Use ```pipenv install scikit-learn==1.0.2 flask --python 3.9``` to install the virtual environment.

**Answer:** sha256:08ef968f6b72033c16c479c966bf37ccd49b06ea91b765e1cc27afefe723920b

# Q5. Parametrize the script
Let's now make the script configurable via CLI. We'll create two parameters: year and month.

Run the script for March 2021.

What's the mean predicted duration?

* 11.29
* 16.29
* 21.29
* 26.29

Hint: just add a print statement to your script.

**Answer:** The mean duration is 16.29.

# Q6. Docker container
Finally, we'll package the script in the docker container. For that, you'll need to use a base image that we prepared.

This is how it looks like:

```
FROM python:3.9.7-slim

WORKDIR /app
COPY [ "model2.bin", "model.bin" ]
```

We pushed it to ```agrigorev/zoomcamp-model:mlops-3.9.7-slim```, which you should use as your base image.

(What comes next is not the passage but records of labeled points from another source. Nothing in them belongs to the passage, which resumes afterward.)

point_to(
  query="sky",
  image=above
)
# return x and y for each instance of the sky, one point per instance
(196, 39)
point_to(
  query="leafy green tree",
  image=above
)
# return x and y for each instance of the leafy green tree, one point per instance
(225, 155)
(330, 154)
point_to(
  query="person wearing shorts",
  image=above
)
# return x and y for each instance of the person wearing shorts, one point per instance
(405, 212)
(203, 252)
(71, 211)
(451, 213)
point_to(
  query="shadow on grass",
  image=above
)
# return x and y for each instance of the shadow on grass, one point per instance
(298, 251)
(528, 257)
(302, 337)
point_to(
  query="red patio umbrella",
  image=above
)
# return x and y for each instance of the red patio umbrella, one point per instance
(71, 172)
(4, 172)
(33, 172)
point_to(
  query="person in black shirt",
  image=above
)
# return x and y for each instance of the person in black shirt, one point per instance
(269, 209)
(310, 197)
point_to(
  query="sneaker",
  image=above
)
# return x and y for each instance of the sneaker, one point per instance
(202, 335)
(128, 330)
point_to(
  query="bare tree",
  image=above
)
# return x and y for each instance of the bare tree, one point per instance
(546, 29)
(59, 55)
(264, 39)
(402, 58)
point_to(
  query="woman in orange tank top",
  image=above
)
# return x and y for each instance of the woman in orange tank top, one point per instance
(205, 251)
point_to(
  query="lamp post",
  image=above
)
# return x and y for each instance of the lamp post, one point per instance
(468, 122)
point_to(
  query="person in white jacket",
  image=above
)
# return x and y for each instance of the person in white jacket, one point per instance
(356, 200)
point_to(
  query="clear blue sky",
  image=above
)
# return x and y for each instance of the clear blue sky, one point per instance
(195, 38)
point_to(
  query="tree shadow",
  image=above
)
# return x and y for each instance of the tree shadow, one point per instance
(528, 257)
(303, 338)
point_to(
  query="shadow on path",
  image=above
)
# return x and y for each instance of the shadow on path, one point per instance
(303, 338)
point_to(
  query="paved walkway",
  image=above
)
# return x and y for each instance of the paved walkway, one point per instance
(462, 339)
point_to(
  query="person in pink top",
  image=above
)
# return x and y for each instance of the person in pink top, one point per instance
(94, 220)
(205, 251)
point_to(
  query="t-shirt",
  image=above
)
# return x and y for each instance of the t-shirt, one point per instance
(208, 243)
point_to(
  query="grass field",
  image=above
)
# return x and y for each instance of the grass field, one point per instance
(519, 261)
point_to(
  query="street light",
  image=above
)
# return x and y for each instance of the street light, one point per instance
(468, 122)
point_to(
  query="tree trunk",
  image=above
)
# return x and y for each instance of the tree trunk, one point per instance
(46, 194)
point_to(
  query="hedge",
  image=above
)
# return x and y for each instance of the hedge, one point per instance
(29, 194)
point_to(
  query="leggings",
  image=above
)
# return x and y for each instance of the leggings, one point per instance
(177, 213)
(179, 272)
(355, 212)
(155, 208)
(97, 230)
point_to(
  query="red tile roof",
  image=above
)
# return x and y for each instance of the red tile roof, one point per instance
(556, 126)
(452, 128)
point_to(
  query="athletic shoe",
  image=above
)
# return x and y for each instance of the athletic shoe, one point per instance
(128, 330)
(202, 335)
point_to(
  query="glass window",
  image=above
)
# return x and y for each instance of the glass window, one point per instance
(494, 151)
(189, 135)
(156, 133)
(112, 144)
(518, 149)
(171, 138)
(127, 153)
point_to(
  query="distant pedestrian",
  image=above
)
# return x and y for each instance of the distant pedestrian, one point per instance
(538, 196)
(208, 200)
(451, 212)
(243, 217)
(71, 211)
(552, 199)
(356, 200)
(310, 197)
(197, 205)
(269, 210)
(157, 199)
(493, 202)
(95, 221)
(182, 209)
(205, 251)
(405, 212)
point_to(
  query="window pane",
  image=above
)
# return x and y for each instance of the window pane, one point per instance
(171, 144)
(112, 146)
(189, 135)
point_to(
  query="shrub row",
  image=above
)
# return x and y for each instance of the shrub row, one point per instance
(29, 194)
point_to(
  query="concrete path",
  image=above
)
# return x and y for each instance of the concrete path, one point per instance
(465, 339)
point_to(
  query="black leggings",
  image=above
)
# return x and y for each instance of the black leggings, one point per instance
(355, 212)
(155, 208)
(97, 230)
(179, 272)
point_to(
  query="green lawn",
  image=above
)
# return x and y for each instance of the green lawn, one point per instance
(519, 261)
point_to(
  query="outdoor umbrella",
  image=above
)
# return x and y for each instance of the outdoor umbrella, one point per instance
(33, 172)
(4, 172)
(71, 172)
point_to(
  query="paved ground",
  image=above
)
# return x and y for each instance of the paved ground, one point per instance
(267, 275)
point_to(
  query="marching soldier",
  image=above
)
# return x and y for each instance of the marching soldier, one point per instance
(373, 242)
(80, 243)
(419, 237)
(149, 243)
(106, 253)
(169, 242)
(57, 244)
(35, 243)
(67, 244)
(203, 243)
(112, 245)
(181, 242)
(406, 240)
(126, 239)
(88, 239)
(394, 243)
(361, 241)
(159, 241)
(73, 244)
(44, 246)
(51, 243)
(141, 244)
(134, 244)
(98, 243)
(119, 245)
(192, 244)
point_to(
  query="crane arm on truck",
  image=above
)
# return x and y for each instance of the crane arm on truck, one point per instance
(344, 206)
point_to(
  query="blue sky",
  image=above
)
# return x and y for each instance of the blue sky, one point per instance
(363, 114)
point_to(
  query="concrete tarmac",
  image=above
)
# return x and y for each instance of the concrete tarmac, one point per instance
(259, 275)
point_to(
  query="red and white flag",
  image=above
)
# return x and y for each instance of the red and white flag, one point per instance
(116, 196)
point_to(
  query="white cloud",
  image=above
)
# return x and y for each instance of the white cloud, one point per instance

That is, this is how your Dockerfile should start:

```
FROM agrigorev/zoomcamp-model:mlops-3.9.7-slim

# do stuff here
```

This image already has a pickle file with a dictionary vectorizer and a model. You will need to use them.

Important: don't copy the model to the docker image. You will need to use the pickle file already in the image.

Now run the script with docker. What's the mean predicted duration for April 2021?

* 9.96
* 16.55
* 25.96
* 36.55

**Answer:** The mean duration for april is 9.96.